Durante estas semanas, as vitórias da seleção espanhola e a evolução da sua tática de jogo desde a derrota frente à Suíça serviram para estabelecer paralelismos entre a boa gestão do compromisso nacional e o estado geral do país. É uma reação inevitável pois, numa época de crise, a seleção espanhola oferece momentos de euforia e autoestima quando não há grandes motivos para isso antes e depois de cada jogo. Embora seja legítimo perguntar por que razão a Espanha não funciona como a sua seleção e os seus valores não são os do país inteiro, da classe política e, inclusivamente, da sociedade, seria preferível transformar tanto juízo de valor em relação ao Governo numa mensagem para os cidadãos. Porque a mensagem da solidariedade, do trabalho em equipa, da ambição saudável, das ideias claras cabe, principalmente, à sociedade espanhola.
"Uma Espanha que só teria a ganhar se tivesse os dirigentes que merece"

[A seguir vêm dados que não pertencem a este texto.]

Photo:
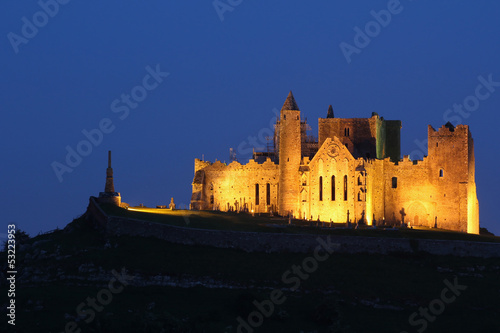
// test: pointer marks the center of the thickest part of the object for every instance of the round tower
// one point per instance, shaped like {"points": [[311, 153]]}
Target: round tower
{"points": [[289, 157]]}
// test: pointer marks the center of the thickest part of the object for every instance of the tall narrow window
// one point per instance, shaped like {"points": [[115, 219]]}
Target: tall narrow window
{"points": [[394, 182], [320, 188], [345, 188], [268, 194], [256, 194], [333, 188]]}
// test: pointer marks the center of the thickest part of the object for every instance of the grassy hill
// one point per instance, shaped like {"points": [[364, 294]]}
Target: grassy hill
{"points": [[179, 288]]}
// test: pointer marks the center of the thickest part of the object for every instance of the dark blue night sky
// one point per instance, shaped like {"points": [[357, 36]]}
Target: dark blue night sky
{"points": [[168, 81]]}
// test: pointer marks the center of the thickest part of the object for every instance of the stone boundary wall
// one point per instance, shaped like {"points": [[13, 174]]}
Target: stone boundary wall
{"points": [[280, 242]]}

A seleção espanhola é uma metáfora daquilo que a Espanha pode ser quando toda a gente estiver disposta a aplicar os mesmos critérios que fundamentaram os êxitos do compromisso nacional. Seria bom que o entusiasmo geral pela seleção servisse de estímulo para a sociedade espanhola perante as dificuldades do momento e, inclusivamente, um motivo para exigir que o país trabalhe e se pareça com esse grupo de jovens —incluindo os Gasol, Nadal, Pedrosa, Alonso, Contador... — que estão a obrigar toda a gente, literalmente em todo o mundo, a falar de Espanha com admiração. E se o efeito exemplar não fosse suficiente, os êxitos da seleção levantaram o véu que tapava o desejo de se exprimir uma coisa tão essencial como o orgulho de se ser espanhol. Nada mais errado do que transformar este sentimento numa espécie de nacionalismo espanhol por oposição aos nacionalismos periféricos.
Mas também não seria razoável que esta fase de exibição da bandeira e das cores nacionais terminasse a partir de agora, como se o vermelho e o amarelo fossem as cores da seleção e não fossem as cores de Espanha. Seria uma maneira de recuperar um patriotismo positivo e construtivo, impossível de sentir quando os cidadãos se envergonham da sua bandeira como símbolo de união e identidade nacional. Esta explosão cívica de “espanholidade” deveria ser olhada pela sociedade como um valor enriquecedor, num momento em que a Espanha carece de bases firmes para uma recuperação que não é apenas económica. E também deveria ser corretamente interpretada pela classe política, à direita e à esquerda, como o reflexo de um país que, se não dá mais a cara, se não se mostra mais vezes com esta alegria, esta autoestima e esta certeza, talvez não tenha os dirigentes que merece para o fazer.
Foi preciso esperar por um Mundial de futebol para se gerar um estado de ânimo perante a adversidade, um sentimento de patriotismo integrador. Pois muito bem! Teve de ser a seleção nacional a mostrar aos espanhóis que, como Nação, não há limites para além dos que impõe a si própria.
Opinião
Um modelo de sociedade
Com o êxito de uma “verdadeira integração de oito jogadores procedentes do futebol catalão, a equipa nacional espanhola“ deu o bom exemplo daquilo que [o filósofo espanhol] Ortega definiu como uma nação: ‘Um estimulante projeto de vida em comum'”, considera, no diário [El Mundo](http://www.elmundo.es/), o catedrático Ignacio Garcia de Leániz. Para este sociólogo de Comportamento Humano, os Roja “deram um inestimável prestígio à Espanha como marca, num momento crítico”, demonstrando “produtividade, qualidade e inovação […], três dimensões que faltam atualmente à nossa economia”. Quanto ao selecionador nacional, Vicente del Bosque, manifestou, segundo Garcia de Leániz, “uma liderança calma e deu uma lição de prudência”. O que, quanto a ele, é o oposto do que a Espanha tem demonstrado nos últimos anos: “um triunfo do parecer sobre o ser, que explica a profunda crise económica, social e institucional que sofremos”.